L'action commence en 1946, en septembre. À Paris a lieu la première projection du film "Le mystère Balzac" d'Henri-Georges Clouzot. Il s'agit de l'adaptation d'une partie de la vie de Balzac qui faisait l'objet du premier tome de la présente trilogie Abymes. Le réalisateur est absent, il se fait attendre, alors que Charles Barrant-Rondeau effectue un petit discours de présentation, et que Suzy Delair et Bernard Blier sont présents dans la salle.

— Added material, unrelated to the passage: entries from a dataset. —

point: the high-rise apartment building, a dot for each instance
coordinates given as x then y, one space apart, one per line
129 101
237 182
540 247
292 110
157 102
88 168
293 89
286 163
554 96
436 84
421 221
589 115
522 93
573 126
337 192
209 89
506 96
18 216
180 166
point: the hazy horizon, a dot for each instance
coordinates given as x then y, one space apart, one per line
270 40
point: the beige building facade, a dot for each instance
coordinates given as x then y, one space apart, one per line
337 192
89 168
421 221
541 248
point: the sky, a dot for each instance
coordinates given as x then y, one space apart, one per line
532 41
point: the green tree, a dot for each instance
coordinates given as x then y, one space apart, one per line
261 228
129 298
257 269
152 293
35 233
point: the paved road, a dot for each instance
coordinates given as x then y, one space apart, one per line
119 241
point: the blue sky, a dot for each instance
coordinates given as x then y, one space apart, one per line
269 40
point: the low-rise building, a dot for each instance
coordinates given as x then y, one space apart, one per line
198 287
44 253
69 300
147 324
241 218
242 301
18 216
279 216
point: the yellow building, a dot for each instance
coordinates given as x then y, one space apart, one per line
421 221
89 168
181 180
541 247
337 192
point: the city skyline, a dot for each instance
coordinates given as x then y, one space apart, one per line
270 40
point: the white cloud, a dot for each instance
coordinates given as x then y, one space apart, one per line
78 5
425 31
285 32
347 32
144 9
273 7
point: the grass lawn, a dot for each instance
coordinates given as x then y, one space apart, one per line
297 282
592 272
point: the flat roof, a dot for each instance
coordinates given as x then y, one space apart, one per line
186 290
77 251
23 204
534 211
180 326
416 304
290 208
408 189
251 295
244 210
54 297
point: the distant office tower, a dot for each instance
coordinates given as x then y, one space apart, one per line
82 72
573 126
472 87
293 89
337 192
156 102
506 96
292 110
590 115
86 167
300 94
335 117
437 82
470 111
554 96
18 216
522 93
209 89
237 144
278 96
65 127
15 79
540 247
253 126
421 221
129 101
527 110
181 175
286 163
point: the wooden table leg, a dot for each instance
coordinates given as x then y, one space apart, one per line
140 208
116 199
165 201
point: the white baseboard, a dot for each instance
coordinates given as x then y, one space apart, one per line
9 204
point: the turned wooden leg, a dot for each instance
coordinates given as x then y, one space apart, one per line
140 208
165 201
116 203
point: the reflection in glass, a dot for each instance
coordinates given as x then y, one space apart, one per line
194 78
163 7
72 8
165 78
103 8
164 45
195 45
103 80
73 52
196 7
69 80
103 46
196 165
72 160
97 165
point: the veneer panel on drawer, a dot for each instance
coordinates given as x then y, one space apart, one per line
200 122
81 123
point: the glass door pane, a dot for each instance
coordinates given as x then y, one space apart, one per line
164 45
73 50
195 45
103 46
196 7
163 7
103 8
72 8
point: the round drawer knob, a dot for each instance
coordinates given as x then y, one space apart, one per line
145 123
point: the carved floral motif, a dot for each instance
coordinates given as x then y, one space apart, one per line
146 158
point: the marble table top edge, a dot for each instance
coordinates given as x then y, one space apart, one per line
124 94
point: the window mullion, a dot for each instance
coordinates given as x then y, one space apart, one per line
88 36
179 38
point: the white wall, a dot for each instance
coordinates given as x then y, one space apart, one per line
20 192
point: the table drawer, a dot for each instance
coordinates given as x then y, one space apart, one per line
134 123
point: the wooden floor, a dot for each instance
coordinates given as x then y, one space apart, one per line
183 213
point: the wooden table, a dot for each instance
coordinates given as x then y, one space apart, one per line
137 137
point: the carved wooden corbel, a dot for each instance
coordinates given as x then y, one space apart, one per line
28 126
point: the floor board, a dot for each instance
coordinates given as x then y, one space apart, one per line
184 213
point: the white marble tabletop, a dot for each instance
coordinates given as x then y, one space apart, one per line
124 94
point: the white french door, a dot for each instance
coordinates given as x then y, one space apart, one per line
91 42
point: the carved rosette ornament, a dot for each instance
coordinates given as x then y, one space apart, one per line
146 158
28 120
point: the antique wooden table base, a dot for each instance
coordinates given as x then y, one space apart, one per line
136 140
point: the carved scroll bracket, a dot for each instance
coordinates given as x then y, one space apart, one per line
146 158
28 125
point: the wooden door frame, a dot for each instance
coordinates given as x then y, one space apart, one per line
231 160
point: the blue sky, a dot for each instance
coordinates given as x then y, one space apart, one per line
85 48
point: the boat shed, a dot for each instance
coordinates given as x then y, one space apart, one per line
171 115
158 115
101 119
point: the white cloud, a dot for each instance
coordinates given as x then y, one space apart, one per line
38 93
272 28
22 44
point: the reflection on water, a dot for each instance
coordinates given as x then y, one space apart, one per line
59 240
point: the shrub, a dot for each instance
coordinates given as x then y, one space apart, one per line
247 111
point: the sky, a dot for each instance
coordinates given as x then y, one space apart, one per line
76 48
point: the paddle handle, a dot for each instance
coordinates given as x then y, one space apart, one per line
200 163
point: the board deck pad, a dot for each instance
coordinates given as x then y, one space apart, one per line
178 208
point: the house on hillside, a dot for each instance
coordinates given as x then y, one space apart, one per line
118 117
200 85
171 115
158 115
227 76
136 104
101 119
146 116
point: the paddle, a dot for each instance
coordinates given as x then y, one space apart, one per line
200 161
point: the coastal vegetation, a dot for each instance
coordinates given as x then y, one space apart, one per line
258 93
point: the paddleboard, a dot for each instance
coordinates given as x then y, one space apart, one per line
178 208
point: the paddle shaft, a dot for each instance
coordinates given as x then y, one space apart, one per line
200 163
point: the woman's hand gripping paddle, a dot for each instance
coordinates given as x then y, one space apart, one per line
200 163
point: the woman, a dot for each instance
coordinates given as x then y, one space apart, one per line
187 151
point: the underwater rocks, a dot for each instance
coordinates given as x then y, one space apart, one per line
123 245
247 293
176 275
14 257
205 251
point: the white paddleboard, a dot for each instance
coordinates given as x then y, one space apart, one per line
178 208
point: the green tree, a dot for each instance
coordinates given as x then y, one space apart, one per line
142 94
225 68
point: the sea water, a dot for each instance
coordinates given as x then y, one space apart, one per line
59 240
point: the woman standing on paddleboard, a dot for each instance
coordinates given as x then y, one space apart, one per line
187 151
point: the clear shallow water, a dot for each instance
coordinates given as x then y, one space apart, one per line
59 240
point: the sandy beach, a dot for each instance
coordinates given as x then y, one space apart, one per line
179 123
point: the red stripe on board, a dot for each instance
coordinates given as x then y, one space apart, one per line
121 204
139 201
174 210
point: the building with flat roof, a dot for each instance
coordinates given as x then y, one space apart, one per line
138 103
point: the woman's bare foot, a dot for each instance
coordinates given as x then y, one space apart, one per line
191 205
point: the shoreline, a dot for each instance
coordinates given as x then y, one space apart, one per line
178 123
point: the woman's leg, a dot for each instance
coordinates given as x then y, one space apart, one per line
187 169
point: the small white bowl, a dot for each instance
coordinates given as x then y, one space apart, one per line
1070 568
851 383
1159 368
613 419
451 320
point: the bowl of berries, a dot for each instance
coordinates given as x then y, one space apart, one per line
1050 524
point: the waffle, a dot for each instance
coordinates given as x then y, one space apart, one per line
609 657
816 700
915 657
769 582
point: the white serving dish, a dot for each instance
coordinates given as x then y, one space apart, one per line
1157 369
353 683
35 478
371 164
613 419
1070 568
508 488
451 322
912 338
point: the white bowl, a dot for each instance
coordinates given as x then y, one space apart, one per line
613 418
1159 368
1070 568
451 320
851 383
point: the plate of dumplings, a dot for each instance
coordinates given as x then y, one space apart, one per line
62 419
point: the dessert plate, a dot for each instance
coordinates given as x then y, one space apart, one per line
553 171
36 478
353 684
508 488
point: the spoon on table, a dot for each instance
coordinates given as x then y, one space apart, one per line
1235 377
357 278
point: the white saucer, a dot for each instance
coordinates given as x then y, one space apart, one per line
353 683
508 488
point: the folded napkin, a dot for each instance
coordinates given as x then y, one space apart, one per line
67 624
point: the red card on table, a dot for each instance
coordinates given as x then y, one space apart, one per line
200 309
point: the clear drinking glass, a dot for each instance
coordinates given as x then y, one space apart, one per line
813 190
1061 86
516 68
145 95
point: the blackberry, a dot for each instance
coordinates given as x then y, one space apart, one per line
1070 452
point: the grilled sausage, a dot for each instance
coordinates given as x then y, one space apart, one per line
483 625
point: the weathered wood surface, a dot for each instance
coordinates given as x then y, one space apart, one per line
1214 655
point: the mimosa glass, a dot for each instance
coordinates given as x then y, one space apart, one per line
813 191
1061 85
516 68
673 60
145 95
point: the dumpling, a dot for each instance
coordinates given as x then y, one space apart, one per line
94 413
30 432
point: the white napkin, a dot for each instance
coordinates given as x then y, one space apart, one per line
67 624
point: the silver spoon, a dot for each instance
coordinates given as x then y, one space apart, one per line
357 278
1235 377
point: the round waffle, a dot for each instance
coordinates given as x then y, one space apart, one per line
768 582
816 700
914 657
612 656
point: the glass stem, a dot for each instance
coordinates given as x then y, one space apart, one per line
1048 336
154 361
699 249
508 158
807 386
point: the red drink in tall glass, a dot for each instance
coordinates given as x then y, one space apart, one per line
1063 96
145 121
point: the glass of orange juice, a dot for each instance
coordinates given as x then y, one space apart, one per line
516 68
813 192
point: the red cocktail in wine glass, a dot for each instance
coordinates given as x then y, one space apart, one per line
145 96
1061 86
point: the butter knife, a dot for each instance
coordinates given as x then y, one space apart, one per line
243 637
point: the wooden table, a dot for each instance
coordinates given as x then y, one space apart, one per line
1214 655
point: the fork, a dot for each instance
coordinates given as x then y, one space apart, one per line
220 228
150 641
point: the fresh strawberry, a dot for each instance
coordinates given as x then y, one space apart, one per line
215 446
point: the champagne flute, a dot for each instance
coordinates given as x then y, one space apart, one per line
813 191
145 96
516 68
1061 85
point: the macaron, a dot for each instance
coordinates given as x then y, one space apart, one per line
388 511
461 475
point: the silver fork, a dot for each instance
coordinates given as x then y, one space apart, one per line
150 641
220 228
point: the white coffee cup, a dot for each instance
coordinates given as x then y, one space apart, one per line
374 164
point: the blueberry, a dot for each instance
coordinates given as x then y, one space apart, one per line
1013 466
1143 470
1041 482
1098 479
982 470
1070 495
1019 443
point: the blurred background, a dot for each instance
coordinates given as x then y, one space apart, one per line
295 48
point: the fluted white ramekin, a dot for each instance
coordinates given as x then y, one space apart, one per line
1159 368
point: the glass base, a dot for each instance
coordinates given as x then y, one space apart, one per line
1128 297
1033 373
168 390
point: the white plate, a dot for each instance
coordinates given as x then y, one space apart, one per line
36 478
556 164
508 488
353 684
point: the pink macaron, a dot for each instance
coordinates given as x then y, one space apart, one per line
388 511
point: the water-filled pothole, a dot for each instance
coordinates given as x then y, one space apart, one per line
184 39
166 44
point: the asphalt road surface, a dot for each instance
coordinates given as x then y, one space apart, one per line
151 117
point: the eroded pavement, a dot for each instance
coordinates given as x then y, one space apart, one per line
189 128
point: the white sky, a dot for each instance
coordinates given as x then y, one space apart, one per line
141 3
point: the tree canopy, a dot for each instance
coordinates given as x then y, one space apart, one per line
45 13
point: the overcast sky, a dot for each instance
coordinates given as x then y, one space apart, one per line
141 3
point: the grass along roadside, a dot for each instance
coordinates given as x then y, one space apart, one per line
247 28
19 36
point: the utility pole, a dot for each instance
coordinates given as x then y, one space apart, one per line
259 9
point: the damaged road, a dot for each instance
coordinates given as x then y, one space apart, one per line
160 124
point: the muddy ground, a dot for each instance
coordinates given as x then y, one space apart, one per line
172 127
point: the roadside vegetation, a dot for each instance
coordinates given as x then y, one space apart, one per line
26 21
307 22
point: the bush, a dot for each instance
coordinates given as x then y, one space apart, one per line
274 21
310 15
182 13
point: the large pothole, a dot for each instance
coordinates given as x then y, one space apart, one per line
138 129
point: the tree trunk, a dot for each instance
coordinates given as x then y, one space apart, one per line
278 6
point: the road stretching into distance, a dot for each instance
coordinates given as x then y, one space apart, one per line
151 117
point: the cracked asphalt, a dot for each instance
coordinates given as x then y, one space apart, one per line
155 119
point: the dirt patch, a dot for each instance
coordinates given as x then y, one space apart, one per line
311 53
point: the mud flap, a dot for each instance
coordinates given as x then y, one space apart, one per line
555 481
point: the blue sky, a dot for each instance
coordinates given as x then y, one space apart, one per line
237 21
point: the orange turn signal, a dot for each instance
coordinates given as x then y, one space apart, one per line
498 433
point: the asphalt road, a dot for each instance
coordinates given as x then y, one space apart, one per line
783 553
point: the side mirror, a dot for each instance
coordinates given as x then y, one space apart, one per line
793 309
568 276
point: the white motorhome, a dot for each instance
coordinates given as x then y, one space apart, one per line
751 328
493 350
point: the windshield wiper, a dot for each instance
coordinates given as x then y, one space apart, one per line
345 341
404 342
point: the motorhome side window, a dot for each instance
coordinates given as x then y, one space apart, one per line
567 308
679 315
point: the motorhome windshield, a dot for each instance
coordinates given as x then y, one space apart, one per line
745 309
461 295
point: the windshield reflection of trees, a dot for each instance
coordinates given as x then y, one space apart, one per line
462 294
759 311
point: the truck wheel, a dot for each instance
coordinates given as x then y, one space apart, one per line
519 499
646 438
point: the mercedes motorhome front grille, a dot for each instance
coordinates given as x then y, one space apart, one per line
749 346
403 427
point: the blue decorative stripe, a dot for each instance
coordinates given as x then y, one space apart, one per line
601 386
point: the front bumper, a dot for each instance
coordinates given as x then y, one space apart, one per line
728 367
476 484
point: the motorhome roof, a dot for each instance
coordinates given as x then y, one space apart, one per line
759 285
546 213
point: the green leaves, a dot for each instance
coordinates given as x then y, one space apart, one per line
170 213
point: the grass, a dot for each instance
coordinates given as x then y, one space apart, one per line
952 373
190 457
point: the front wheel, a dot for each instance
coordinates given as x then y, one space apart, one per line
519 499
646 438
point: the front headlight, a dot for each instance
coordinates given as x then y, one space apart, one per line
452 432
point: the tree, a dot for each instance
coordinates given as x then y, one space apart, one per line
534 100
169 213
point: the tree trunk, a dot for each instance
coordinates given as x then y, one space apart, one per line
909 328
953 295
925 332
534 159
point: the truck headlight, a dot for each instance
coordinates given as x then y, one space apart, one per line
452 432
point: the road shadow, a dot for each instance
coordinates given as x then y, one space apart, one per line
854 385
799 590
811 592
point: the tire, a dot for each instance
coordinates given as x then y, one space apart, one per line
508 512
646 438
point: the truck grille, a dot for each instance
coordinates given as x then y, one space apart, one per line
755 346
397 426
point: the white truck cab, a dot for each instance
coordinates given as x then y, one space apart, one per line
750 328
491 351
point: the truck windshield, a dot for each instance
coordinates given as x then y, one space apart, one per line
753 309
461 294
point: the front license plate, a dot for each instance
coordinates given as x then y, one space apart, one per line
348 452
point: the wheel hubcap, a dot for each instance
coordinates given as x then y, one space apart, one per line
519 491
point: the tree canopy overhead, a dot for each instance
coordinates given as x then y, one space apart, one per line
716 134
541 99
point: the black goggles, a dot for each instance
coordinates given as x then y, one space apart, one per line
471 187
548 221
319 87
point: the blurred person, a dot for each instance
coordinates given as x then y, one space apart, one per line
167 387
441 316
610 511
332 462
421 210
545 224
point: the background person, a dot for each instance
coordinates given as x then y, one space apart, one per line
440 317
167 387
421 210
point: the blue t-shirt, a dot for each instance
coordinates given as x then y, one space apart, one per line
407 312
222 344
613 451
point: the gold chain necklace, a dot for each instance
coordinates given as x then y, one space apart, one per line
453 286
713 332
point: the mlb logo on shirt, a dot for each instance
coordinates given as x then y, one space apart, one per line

L'histoire revient quelques mois en arrière alors que Charles Barrant-Rondeau se rend à Bayeux pour y rejoindre l'équipe de tournage qui finit les prises de vue en décor naturel. Il a apporté un petit remontant (sous forme de poudre blanche) à Suzy, puis regarde les derniers rushs avec Clouzot. Ce dernier a la surprise de voir apparaître des images qu'il n'a pas tourné lui-même. À l'extérieur les habitants n'ont pas pardonné au réalisateur ses compromissions avec l'occupant, et par contre sont heureux de voir Barrant, un résistant valeureux.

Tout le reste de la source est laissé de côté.